My wife and I applied for a Study Permit and Work Permit (as a dependant) respectively at the same time, we have 2 kids, they applied for study permit as well. My question is simple, may I travel before her to Canada (7 to 10 days before) in order to find a house and to buy some things my family might need when they arrive?
In 2019 I applied for a study permit, and she was granted with an open work permit, but that opportunity I was the main applicant so I traveled first without issues.

Thanks in advance


----------



## Jen16 (8 mo ago)

Wirazo said:


> Dear users,
> 
> My wife and I applied for a Study Permit and Work Permit (as a dependant) respectively at the same time, we have 2 kids, they applied for study permit as well. My question is simple, may I travel before her to Canada (7 to 10 days before) in order to find a house and to buy some things my family might need when they arrive?
> In 2019 I applied for a study permit, and she was granted with an open work permit, but that opportunity I was the main applicant so I traveled first without issues.
> ...


Hey, I am sorry I am not able to answer your query.
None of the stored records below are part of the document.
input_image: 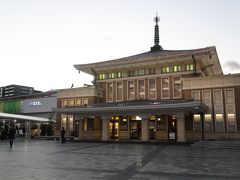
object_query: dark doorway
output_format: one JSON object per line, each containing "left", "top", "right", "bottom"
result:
{"left": 168, "top": 116, "right": 177, "bottom": 141}
{"left": 149, "top": 119, "right": 156, "bottom": 140}
{"left": 130, "top": 120, "right": 141, "bottom": 139}
{"left": 74, "top": 120, "right": 79, "bottom": 137}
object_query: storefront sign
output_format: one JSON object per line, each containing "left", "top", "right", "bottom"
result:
{"left": 29, "top": 101, "right": 42, "bottom": 106}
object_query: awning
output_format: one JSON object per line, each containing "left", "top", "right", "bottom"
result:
{"left": 0, "top": 112, "right": 50, "bottom": 122}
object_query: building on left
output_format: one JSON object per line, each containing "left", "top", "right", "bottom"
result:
{"left": 0, "top": 84, "right": 41, "bottom": 98}
{"left": 0, "top": 86, "right": 57, "bottom": 138}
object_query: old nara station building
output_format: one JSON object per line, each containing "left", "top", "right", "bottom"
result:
{"left": 55, "top": 16, "right": 240, "bottom": 142}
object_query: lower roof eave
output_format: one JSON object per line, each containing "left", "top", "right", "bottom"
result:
{"left": 55, "top": 102, "right": 208, "bottom": 116}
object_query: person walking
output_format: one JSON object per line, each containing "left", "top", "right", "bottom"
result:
{"left": 61, "top": 127, "right": 65, "bottom": 143}
{"left": 8, "top": 126, "right": 16, "bottom": 148}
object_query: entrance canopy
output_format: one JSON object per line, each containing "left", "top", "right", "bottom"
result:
{"left": 0, "top": 112, "right": 50, "bottom": 122}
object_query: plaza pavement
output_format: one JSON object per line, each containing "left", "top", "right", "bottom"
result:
{"left": 0, "top": 139, "right": 240, "bottom": 180}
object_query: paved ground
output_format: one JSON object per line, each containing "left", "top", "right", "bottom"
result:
{"left": 0, "top": 140, "right": 240, "bottom": 180}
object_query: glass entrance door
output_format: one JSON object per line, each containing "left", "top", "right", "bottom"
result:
{"left": 110, "top": 121, "right": 119, "bottom": 139}
{"left": 168, "top": 116, "right": 177, "bottom": 140}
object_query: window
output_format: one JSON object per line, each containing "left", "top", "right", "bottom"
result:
{"left": 213, "top": 89, "right": 224, "bottom": 132}
{"left": 225, "top": 89, "right": 236, "bottom": 132}
{"left": 204, "top": 114, "right": 212, "bottom": 132}
{"left": 111, "top": 73, "right": 115, "bottom": 79}
{"left": 138, "top": 80, "right": 145, "bottom": 100}
{"left": 61, "top": 114, "right": 67, "bottom": 130}
{"left": 62, "top": 100, "right": 67, "bottom": 107}
{"left": 116, "top": 82, "right": 123, "bottom": 101}
{"left": 128, "top": 81, "right": 135, "bottom": 100}
{"left": 128, "top": 70, "right": 135, "bottom": 77}
{"left": 149, "top": 79, "right": 156, "bottom": 99}
{"left": 108, "top": 73, "right": 115, "bottom": 79}
{"left": 193, "top": 114, "right": 201, "bottom": 132}
{"left": 82, "top": 98, "right": 88, "bottom": 105}
{"left": 76, "top": 99, "right": 81, "bottom": 106}
{"left": 148, "top": 68, "right": 156, "bottom": 75}
{"left": 138, "top": 69, "right": 145, "bottom": 76}
{"left": 192, "top": 91, "right": 200, "bottom": 100}
{"left": 87, "top": 118, "right": 94, "bottom": 130}
{"left": 67, "top": 99, "right": 74, "bottom": 106}
{"left": 117, "top": 72, "right": 122, "bottom": 78}
{"left": 161, "top": 77, "right": 170, "bottom": 98}
{"left": 98, "top": 74, "right": 106, "bottom": 80}
{"left": 186, "top": 64, "right": 194, "bottom": 71}
{"left": 173, "top": 76, "right": 182, "bottom": 98}
{"left": 173, "top": 65, "right": 181, "bottom": 72}
{"left": 69, "top": 115, "right": 74, "bottom": 132}
{"left": 202, "top": 90, "right": 212, "bottom": 132}
{"left": 162, "top": 66, "right": 170, "bottom": 73}
{"left": 156, "top": 115, "right": 166, "bottom": 130}
{"left": 107, "top": 83, "right": 113, "bottom": 101}
{"left": 83, "top": 117, "right": 94, "bottom": 131}
{"left": 225, "top": 89, "right": 234, "bottom": 104}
But may I please know if you can process your study permit and spouse open work permit at same time. Or do we need to apply for work permit only after you start studying in Canada. Thank you!


----------



## Wirazo (Jan 1, 2014)

Yes you can, that's what we actually did, there is no issue in applying together.


----------



## Jen16 (8 mo ago)

Wirazo said:


> Yes you can, that's what we actually did, there is no issue in applying together.


Thats great. Thank you


----------



## insider580 (Nov 16, 2015)

Wirazo said:


> Dear users,
> 
> My wife and I applied for a Study Permit and Work Permit (as a dependant) respectively at the same time, we have 2 kids, they applied for study permit as well. My question is simple, may I travel before her to Canada (7 to 10 days before) in order to find a house and to buy some things my family might need when they arrive?
> In 2019 I applied for a study permit, and she was granted with an open work permit, but that opportunity I was the main applicant so I traveled first without issues.
> ...


Can you give some timeslines usually how soon they issue the study permit for kids? I am waiting for my son's study permit for quite some time now. Your timeslines might help to estimate


----------



## Wirazo (Jan 1, 2014)

Hi,

We applied together, we received the medical exam passed update on July 13rd, we are waiting for the PPR, we hope to get it this week.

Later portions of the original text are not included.